Stephen is the author of (watch this space for regular updates) novels, 120+ short stories and a non-fiction book on the historic relationship between American SF and the US military. His history is littered with service to writerdom, and he is currently available as a manuscript mentor through the Katharine Susannah Prichard Writers Centre. He plans to update his website any day now.
Cool, innit?
My first experience of Stephen was meeting him at a long-distant Perth Writers Festival, when it was still held at the Fremantle Arts Centre and had just about enough budget to pay to open the gates. (We knew it before it went electric...) After a long, and at times, exhausting panel on an uncovered stage in the centre of the courtyard, in the mid-day February sun (It should be noted: Stephen's wardrobe come in any colour you like, as long as you like black), he still took the time to accept being buttonholed by a naive git looming out of the crowd as he departed, asking him for advice, patronage, and general feelings of bonhomie. The fact that he took the time to chat, give me his contact details, and provide one of the single most useful piece of writing advice I've ever received, tells you a lot about the man.
Later, he invited me to join him at my first science fiction convention, and shared my first ever panel. He purchased some of my earliest stories. He was best man at my wedding to Luscious. It's been a friendship of going on 15 years and counting.
Stephen is one of the coolest people I know. So there.
Precious Things: Stephen Dedman
Most precious literary possession? Only one? Jesus, Battersby, do I ask you to name your favourite child and put that up on the web?
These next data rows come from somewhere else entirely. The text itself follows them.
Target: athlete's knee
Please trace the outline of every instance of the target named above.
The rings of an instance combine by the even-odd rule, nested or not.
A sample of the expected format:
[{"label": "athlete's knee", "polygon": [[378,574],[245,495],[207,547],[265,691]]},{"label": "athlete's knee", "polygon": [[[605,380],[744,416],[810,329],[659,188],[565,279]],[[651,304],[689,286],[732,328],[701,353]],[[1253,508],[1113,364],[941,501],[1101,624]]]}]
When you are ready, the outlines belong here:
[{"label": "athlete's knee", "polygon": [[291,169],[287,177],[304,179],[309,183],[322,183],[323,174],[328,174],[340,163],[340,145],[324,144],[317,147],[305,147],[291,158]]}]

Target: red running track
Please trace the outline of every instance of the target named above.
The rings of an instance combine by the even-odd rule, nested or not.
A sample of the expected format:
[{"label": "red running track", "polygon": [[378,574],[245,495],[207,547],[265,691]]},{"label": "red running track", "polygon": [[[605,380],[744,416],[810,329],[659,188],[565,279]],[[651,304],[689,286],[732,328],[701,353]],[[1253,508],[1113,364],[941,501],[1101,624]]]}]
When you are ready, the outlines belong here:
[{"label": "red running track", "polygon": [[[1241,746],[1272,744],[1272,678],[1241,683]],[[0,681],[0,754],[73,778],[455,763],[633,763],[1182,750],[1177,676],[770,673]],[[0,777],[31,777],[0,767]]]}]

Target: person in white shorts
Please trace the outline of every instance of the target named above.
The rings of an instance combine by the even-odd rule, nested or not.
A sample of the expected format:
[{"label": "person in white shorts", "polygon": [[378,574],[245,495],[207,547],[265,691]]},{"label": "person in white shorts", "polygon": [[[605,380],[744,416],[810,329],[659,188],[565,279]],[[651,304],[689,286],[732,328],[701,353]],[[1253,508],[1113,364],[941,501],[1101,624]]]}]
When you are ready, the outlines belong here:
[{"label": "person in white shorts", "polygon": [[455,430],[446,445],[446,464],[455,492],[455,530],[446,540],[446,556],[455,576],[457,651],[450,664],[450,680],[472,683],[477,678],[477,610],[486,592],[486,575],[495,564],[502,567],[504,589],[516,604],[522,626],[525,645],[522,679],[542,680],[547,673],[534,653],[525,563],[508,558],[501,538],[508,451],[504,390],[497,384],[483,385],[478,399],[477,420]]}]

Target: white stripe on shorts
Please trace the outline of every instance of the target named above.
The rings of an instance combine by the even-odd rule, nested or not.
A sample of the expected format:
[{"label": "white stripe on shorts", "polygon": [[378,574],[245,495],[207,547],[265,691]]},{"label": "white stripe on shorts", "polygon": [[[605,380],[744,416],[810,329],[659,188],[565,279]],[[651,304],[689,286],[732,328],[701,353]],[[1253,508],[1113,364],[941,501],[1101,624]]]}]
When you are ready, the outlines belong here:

The oldest book in my collection, maybe? That would be the Lafcadio Hearn first edition, a gift from Grant Stone, WA’s patron saint of the fantastic. The book that’s been in my family the longest? That would be the leatherbound Complete Works of William Shakespeare given to my maternal grandfather as a prize for Latin in 1926. (My sister has the family Bible; I think I won that round.) The book I’ve owned the longest? That would be Hans Meacham’s Vanished Giants of Australia, which I’ve had since I was twelve. While I now own many better books on the subject, this one is precious to me not only because it introduced me to Thylacoleo and Megalania and Kronosaurus, but because I managed to save it from joining so many of the other books I’d previously owned, in the library of the private school where my mother taught. (Hi, Mum!)
Other contenders? Books signed by Theodore Sturgeon, Frank Herbert, Ray Bradbury, Terry Pratchett, Richard Matheson, Douglas Adams, Richard Adams, Harry Harrison, Anne McCaffrey, George Alec Effinger, Bob Shaw, Nigel Kneale, and many other writers who are still with us… A Doctor Who Programme Guide signed by Tom Baker, Peter Davison and Katy Manning… A lovely leather-bound The Hobbit that rendered me speechless at my 21st birthday party, the paperbacks of The Lord of the Rings and Childhood’s End that I’ve had since my teens and read more than any other volumes I own… the letter from Roald Dahl to my mother’s students, the original of the introduction Jack Horner wrote for GURPS Dinosaurs, my first acceptance letter from Ellen Datlow…
But the winner is (may I have the envelope, please?), my copy of The Dirty Little Unicorn, the book I wrote which Keira McKenzie illustrated - and coloured by hand. There are other copies around (this was #2 of 200), but that one is unique. Thanks, Keira!